Monday, February 8, 2010

More Fried Chicken

I recently finished reading Ruth Reichl's Tender at the Bone: Growing Up at the Table. In one chapter, she talks about camping out in an Ann Arbor "integrated" bar in the 60s for a sociology paper. Given my recent study of frying chicken, I knew I had to make "Claritha's fried chicken" for the Superbowl.





(taken from Tender at the Bone, but haphazardly re-imagined while imbibing and shooing small children away from hot oil)

Claritha's Fried Chicken

The day before

  • Rinse 2-3 packages of chicken wings (know where your chicken is coming from) in cold water. Toss with copious amounts of kosher salt in a bowl (2-3 handfuls). Let sit 2 hours. Rinse in cold water a few times.
  • Slice two onions very thinly. Dump wings into one or two large ziploc bags. Cover with buttermilk. Sprinkle in slice onions. Toss/massage ziplocs to combine ingredients. Refridgerate overnight.

An hour before guests arrive

  • Combine 1 cup flour + good hanful of salt + dash of cayenne + several grounds of black pepper in a new ziploc bag.
  • Drain chicken from buttermilk/onion mixture. Add a few pieces at a time to seasoned flour bag and toss thoroughly to coat. Important step: Place floured chicken pieces on wax or parchment paper to dry. Let sit 30 minutes to dry out.

15 minutes before guests arrive

  • While chicken is drying out, melt 1 cup vegetable shortening (that's Crisco to us Southerners) and 1/2 stick of butter over medium-low heat in heavy pan (cast iron is best). [Here's where it might pay to either do some frying research to see what temp is recommended - or just prepare to adjust as you go based on how fast the chicken is cooking.]
  • Test one wing in the oil to see if it's the right temp. When you're convinced the oil is at the perfect temperature, tenderly place just enough wings in the hot oil so you're efficient but not overcrowding the pan.
  • Turn and cook until the desired browness and internal temperature. Remove from oil and either drain on paper towel-lined plate or a cooling rack over a baking sheet. Sprinkle with a little salt.

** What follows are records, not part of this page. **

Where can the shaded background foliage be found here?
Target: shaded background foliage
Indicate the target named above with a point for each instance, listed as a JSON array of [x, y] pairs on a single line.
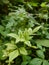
[[24, 32]]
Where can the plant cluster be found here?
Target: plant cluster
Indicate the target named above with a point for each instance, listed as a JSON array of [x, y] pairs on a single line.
[[24, 32]]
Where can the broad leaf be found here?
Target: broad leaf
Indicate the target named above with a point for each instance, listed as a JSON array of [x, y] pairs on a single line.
[[35, 61], [43, 42]]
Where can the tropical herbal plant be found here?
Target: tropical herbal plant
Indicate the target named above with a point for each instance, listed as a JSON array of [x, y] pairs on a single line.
[[24, 32]]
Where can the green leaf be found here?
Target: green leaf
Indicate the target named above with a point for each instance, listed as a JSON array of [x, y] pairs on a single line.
[[12, 35], [1, 54], [43, 42], [28, 43], [40, 54], [13, 55], [35, 61], [36, 29], [45, 62], [24, 63], [23, 51]]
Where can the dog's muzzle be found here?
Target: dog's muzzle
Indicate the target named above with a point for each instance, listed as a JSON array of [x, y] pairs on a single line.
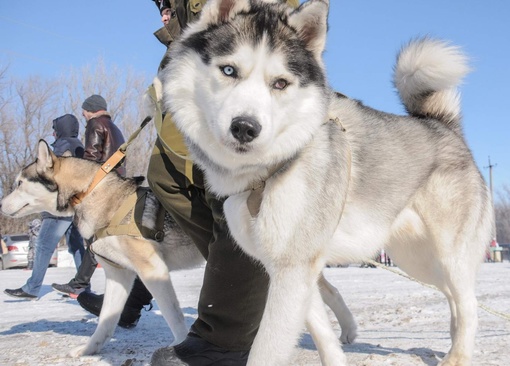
[[245, 129]]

As far as serving - I like to save half the chicken for a purist's enjoyment of good ole fried chicken. Since it was Superbowl, I tossed half the fried chicken in the traditional Frank's Red Hot Original. Both versions are taken to another level when drizzled with clover honey.

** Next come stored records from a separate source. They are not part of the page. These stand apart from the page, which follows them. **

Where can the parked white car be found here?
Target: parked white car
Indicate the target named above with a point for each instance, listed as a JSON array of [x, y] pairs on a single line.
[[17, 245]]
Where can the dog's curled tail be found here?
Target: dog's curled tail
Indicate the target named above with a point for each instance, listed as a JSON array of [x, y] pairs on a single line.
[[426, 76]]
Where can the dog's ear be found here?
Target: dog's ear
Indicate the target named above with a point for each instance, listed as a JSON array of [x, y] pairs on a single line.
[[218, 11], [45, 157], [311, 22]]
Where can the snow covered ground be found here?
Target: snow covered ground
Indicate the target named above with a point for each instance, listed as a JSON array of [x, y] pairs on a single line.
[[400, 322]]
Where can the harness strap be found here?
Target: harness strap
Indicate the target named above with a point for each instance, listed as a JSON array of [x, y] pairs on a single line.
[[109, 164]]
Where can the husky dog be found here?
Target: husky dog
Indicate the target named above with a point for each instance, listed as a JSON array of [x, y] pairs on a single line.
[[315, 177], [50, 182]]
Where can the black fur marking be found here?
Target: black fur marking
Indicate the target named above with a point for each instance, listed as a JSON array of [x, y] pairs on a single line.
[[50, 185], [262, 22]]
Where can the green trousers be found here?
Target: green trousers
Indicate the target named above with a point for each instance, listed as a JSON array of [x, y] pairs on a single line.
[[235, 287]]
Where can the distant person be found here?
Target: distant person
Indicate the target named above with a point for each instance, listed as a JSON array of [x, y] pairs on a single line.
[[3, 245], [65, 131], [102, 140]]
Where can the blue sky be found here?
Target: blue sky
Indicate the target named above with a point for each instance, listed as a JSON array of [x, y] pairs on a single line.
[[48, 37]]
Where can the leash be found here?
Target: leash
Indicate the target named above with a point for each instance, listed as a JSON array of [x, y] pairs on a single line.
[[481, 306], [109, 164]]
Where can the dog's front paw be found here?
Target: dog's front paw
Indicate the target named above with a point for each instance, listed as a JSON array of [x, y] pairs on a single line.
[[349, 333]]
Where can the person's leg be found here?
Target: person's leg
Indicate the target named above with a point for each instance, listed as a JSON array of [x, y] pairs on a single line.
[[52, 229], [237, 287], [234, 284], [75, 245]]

Saturday, February 6, 2010

Fried Chicken Throwdown: ad hoc at home v momofuku

Recently my foodie friend Adam (follow him @adampasick) and I decided to pit our newest cookbooks against each other: Thomas Keller's ad hoc at home versus David Chang's Momofuku. I'm all for the recent fried chicken craze and couldn't wait to see if Keller's Buttermilk Fried Chicken (p. 16) could beat Chang's Fried Chicken (p. 88) with Octo Vinaigrette (pg. 107).




Keller comes off as exacting, precise and intense - even in a cookbook about family-style cooking. (Case in point: My cousin, who did an internship at the French Laundry, pointed out the picture of the spices on page 17, noting that there was a certain point when a new dictum was issued: tape labels for spices need to be cut straight with scissors, not ripped with jagged edges. Geez!) Chang is just as intense, if not more complicated - not sure when I'll be taking a blow torch to a pig head to remove the stubborn hair tufts - yet laid back about swapping ingredients "that are a total pain in the ass to find". Love that he has a dirty mouth. The one question he always asks about a dish: "Is it fucking delicious?" Amen.

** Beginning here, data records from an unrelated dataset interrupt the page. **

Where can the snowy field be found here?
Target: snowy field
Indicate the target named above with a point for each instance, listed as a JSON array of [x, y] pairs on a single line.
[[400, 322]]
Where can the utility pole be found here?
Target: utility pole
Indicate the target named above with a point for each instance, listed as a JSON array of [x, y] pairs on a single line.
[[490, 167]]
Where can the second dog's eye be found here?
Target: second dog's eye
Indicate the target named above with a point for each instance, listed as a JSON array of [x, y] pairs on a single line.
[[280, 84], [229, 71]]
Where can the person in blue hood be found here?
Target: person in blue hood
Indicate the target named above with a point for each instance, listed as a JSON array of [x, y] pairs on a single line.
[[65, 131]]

Who doesn't love friend chicken? But these two recipes couldn't be more different. And these are not school night recipes - both require weekend warrior effort.



The Momofuku chicken is brined, steamed, fried and then doused in octo vinaigrette (which is crack addictive). The ad hoc chicken is brined too - for 12 hours in a lemon-herb brine and then double dipped in buttermilk and paprika-seasoned flour.




Since the chicken is brined with salt and sugar, it doesn't need much time in the fryer but it browns up nice and quick. A quick soak in octo vinaigrette (garlic, ginger, chile, rice wine vinegar, soy sauce, grapeseed oil, sesame oil + sugar) and you're done. Eating resulted in food buzz moans.


The herb-lemon brine did make the meat intensely juicy and flavorful (next time I'll measure more carefully since I halved the recipe and only used bone-in chicken breasts). The double-dip method of seasoned flour, then buttermilk, then another dip in seasoned flour did make a tender, light, flaky crust. The deep fried rosemary = you just took it to 11.